En vez de alambres en las
cercas, Miguel ahora veía murallas. Supo que entraron al pueblo cuando las casas
aparecieron todas pegadas; eran de ventanas pequeñas, marcos gruesos y maderas
viejas. Vio la acera quebrada, las paredes descascaradas, y uno o dos autos por
las calles, y creyó estar en una población abandonada. El bus dobló en una
esquina y llegó a una pequeña plaza de árboles altos. No transitaban más de
diez personas.
-Una plaza de pobla -dijo,
en voz alta.
-No, hijo. Este es el
centro.
No pudo creerlo. En la
ciudad, la plaza central siempre estaba repleta de gente caminando o
amontonados viendo algún espectáculo de calle. Cuando Miguel cruzaba, evadía
personas como si fueran obstáculos de un videojuego. Levantó la mirada y no vio
los gigantescos edificios sino el cielo abierto, y a lo lejos, las cumbres de
cerros llenos de árboles eucalipto. Sacó unas fotos.
El bus bordeó otra calle y
entró al estacionamiento de una casa. Se detuvo. Se levantaron y bajaron. El
auxiliar les pasó sus bolsos.
-Caballero, ¿en cuánto
llega el transporte rural?
-En media hora.
El bus se fue y ellos, ahí
solos, entraron en la casa. No había nadie. Dos largas bancas estaban juntas a
las paredes amarillentas y a su lado se hallaba una vitrina pequeña. Miguel
supuso que era la boletería, y sacó un par de fotos.
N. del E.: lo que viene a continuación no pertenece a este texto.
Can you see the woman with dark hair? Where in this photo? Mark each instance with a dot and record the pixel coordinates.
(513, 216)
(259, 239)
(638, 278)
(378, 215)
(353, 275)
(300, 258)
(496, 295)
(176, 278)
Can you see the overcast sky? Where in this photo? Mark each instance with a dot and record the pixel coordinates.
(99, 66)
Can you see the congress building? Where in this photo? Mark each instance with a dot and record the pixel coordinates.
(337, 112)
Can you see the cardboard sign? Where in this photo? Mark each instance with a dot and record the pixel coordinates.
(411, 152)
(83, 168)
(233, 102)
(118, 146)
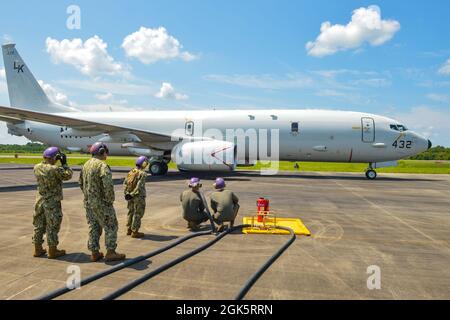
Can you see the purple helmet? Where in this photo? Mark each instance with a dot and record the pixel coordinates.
(99, 148)
(140, 161)
(51, 152)
(220, 183)
(194, 182)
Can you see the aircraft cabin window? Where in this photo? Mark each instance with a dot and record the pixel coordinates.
(189, 128)
(399, 127)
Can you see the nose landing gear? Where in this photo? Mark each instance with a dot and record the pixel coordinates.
(370, 173)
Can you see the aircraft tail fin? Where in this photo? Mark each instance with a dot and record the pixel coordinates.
(24, 91)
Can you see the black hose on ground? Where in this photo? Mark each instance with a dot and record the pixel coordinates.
(169, 264)
(122, 265)
(250, 282)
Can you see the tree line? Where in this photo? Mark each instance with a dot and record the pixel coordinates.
(435, 153)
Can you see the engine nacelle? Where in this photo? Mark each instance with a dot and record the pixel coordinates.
(207, 155)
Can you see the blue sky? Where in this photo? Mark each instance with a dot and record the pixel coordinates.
(392, 59)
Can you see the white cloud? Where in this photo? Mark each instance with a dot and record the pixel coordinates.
(109, 97)
(104, 97)
(168, 92)
(55, 95)
(110, 107)
(439, 97)
(114, 87)
(150, 45)
(445, 69)
(372, 82)
(430, 122)
(289, 81)
(90, 58)
(366, 25)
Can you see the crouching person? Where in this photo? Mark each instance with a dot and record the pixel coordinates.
(225, 205)
(193, 208)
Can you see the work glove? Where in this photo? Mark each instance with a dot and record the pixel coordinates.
(128, 197)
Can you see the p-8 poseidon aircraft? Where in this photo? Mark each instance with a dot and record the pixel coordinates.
(206, 140)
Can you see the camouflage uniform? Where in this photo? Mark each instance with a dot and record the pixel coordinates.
(98, 188)
(47, 210)
(193, 207)
(225, 206)
(134, 185)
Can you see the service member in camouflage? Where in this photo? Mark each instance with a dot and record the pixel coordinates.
(98, 188)
(135, 194)
(193, 207)
(225, 205)
(47, 211)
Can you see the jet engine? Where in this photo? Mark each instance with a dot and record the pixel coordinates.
(206, 155)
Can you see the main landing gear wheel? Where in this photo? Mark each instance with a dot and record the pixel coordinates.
(371, 174)
(158, 168)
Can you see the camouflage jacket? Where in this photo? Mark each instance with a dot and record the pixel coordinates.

Gruesas telarañas
adornaban el techo, y los pisos y paredes impregnados de polvo acusaban el poco
aseo. Se sentaron.
-Miguel, ¿comamos?
Su madre sacó del bolso un
recipiente plástico con croquetas de falafel. A Miguel le encantaban. Solía
llevar comidas veganas a la escuela. Su primer año allí, cuando era solo un
niño pequeño, sus compañeros le preguntaron por qué no comía en el casino como
todos. Él les contó que no consumía carne pues con su madre creían que así
ayudaban a que se mataran menos animales en el mundo. Uno de los niños se rió y
comenzó a molestarlo diciéndole que solo los hombres de verdad comen carne; si
él no comía, es porque era una niñita. Miguel no esperó dos segundos para
reventarle la cara a puñetazos. Esa vez lo llevaron castigado a Inspectoría y
lo tuvieron ahí hasta que su madre lo recogió. La profesora le contó cuál fue
el problema y su madre le dijo que tomaría las medidas necesarias.
Al salir de la escuela,
ella le dio un beso en la frente.
Mientras almorzaban,
Miguel advirtió que no había estado en tal silencio antes. Oía solo uno o dos
autos pasar por afuera. Lo demás era el sonido al comer o alguna madera crujir.
En la ciudad siempre había ruido. Si no se trataba de los autos corriendo o
grupos de gente en boche, algún vecino se ponía a taladrar o martillar.
Después de un rato estacionó
afuera una micro pequeña de paredes oxidadas y pintura descascarada. Miguel no
había visto jamás un cacharro tan viejo. No se comparaba ni siquiera con la
peor micro de la ciudad. Le sacó una foto al frente y al costado, y luego subió
con su madre. Dejaron los bolsos en los asientos delanteros y ellos se ubicaron
atrás. En cinco minutos el bus partió. El motor sonaba con mucho estrépito y
todo el cacharro temblaba. Miguel pensó que se desarmaría en cualquier momento.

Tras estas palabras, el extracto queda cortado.